Jack Horner has an ambitious goal. He wants to reverse-engineer birds to recreate dinosaurs.
Dinosaurs could potentially walk among us in real life soon as the paleontologist who inspired the original Jurassic Park movie has announced a research project to bring the extinct creatures back to life. Dr. Jack Horner says scientists are only 5 to 10 years away from genetically engineering dinosaurs into existence.
Yeah, I know. He’s been puttering about with this for years, using every incremental change in bird genetics engineered in a lab as confirmation of his project’s feasibility. It’s interesting developmental biology. It’s not going to get him to his goal.
Horner cited a 2015 study as his “proof of concept,” noting that scientists at Harvard and Yale were able to trick a bird’s head into changing into a dinosaur snout.
“Basically what we do is we go into an embryo that’s just beginning to form, and use some genetic markers to sort of identify when certain genes turn on and when they turn off,” he said.. “And by determining when certain genes turn on, we can sort of figure out how a tail begins to develop. And we want to fix that gene so it doesn t stop the tail from growing.”
And there’s the problem: “that gene”. There isn’t a “that gene” — there is a whole ensemble of interacting genes that work together, and it’s simply not going to be doable in 5-10 years. There will be small changes in the desired direction, but every one of those new changes will have a ripple effect on a dozen or more other genes, and each of them will have to be tweaked to adjust their response, but then each of those will have downstream effects on a dozen other genes.
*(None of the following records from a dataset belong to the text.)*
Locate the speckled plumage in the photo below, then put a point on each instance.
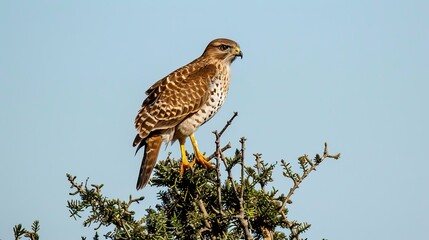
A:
(182, 101)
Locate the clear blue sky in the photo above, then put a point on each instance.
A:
(351, 73)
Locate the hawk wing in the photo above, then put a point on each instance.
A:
(173, 98)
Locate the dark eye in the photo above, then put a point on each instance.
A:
(223, 47)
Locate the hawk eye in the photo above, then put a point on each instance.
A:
(223, 47)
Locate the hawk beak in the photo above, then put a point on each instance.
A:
(238, 52)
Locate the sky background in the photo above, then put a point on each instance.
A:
(351, 73)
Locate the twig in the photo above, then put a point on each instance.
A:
(219, 183)
(207, 223)
(228, 123)
(298, 181)
(228, 146)
(241, 215)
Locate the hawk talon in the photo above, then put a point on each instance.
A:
(168, 115)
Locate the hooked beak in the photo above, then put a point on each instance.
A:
(238, 52)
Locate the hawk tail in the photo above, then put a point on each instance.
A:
(151, 150)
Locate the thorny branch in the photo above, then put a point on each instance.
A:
(298, 179)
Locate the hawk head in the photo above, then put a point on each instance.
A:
(223, 49)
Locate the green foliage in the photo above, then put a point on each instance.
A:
(202, 204)
(19, 231)
(231, 201)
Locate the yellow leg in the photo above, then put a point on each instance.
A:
(185, 164)
(199, 157)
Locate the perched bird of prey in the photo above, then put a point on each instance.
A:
(182, 101)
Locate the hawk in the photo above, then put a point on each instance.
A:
(182, 101)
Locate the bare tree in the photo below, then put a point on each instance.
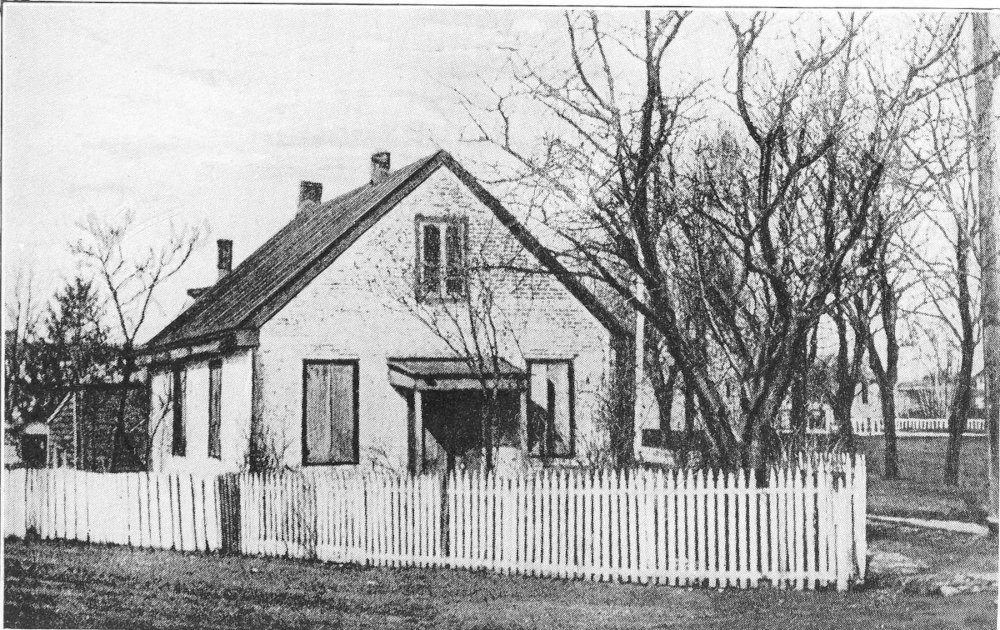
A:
(130, 280)
(771, 220)
(22, 370)
(985, 61)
It’s not impossible, since evolution obviously shaped every species, but evolution is a massive project in parallel processing, with large population numbers and thousands of generations. We don’t know enough to be able to go in and in one grand experiment change all the relevant genes in exactly the right way, with foreknowledge of their interactions, to do what he wants in such a short time.
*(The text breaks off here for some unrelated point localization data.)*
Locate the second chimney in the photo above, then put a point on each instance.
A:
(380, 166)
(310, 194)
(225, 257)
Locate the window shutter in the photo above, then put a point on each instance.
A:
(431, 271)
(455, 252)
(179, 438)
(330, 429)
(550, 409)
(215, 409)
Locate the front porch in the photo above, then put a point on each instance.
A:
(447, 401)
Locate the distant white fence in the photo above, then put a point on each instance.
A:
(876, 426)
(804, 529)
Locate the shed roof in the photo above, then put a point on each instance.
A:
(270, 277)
Also, evolution had an easier job in one sense: it doesn’t work towards a specific goal, but simply takes whatever it gets and accepts it if it survives. There was no intent to take a dinosaur species 150+ million years ago and sculpt it into a chicken, specifically. He’s not going to get a dinosaur — he’s going to get a weird-ass mutant chicken — and it’s going to take a lot more time, effort, and money than he naively expects.